Onomatopoeia. Except, when you are an amateur attempting to cut hair for the first time, it sounds more like:


No, wait. It's actually sss-nn-iii-p? With the question mark, yeah.


Oh, that was a bold sound. You look down. Three tufts of your wavy hair lie partly on your bare feet, and partly on the white-tiled floor you curl your toes against. Weird. For a moment, you stare at the strands and try to reach into the depths of your soul for a Murakami-esque analogy— something so profound, it'll make you cry. You blink. Wavy hair. Waves lapping at your feet? Nah.

You start snipping away confidently, but not too confidently. You don't want to maim yourself, after all. Fuck these scissors are heavy.

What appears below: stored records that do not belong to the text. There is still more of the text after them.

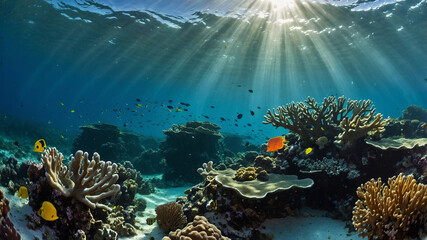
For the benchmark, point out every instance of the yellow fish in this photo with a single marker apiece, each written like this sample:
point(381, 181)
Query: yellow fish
point(150, 221)
point(47, 211)
point(23, 192)
point(275, 144)
point(40, 145)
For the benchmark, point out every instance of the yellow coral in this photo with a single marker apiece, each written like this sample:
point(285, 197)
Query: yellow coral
point(390, 212)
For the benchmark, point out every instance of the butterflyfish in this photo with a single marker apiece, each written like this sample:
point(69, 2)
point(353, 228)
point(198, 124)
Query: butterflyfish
point(47, 211)
point(150, 221)
point(23, 192)
point(275, 144)
point(40, 145)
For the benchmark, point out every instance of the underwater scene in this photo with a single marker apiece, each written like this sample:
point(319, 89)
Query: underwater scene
point(213, 119)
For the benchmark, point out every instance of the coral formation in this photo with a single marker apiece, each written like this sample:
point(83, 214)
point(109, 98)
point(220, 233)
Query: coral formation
point(7, 229)
point(199, 229)
point(312, 121)
point(398, 143)
point(259, 189)
point(170, 216)
point(88, 183)
point(250, 173)
point(395, 211)
point(267, 163)
point(108, 141)
point(187, 146)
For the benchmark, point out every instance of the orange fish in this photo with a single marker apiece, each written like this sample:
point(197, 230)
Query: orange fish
point(275, 144)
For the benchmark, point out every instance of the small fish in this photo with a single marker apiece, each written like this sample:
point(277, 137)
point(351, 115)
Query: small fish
point(151, 221)
point(23, 192)
point(275, 144)
point(40, 145)
point(47, 211)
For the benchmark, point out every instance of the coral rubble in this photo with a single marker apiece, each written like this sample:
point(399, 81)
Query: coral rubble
point(259, 189)
point(199, 229)
point(396, 211)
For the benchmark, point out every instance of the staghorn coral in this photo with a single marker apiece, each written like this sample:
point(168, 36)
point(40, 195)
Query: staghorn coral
point(89, 182)
point(351, 119)
point(199, 229)
point(170, 216)
point(390, 212)
point(7, 229)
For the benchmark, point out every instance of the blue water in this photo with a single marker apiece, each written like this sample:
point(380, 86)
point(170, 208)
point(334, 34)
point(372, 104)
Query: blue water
point(70, 63)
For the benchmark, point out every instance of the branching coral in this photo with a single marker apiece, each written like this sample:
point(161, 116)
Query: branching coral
point(351, 119)
point(170, 216)
point(390, 212)
point(89, 182)
point(7, 229)
point(199, 229)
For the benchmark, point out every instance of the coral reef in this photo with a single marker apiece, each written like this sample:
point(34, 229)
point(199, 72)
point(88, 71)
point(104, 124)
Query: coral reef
point(88, 183)
point(187, 146)
point(267, 163)
point(121, 221)
point(414, 112)
point(199, 229)
point(250, 173)
point(396, 211)
point(108, 141)
point(7, 229)
point(150, 161)
point(398, 143)
point(170, 216)
point(346, 119)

The final SNIP! sounds whip-crack sharp. You place the scissors on the marble countertop and flex your fingers. The red indents on your index finger and in the groove between your index and middle fingers smart. You blow on them. It obviously doesn't help. You decide to ignore the pain by taking in the carnage at your feet— well, it'd be a carnage were your hair dyed blood-red, but they're only their natural dark brown. Oh, well.

You wiggle your toes, enjoying the softness of your slain strands for a moment before taking in and letting out a breath.

You look up. At yourself. At your reflection in the mirror, that is. You can't recognize yourself. The hair on your head sticks out at odd angles, not close-cropped, but baring enough: the roundness of your cheeks, the smattering of dark pimple scar marks on your temples. You take off your glasses and place them on the countertop, then gingerly touch your hair—your fingers sense their softness differently than your toes.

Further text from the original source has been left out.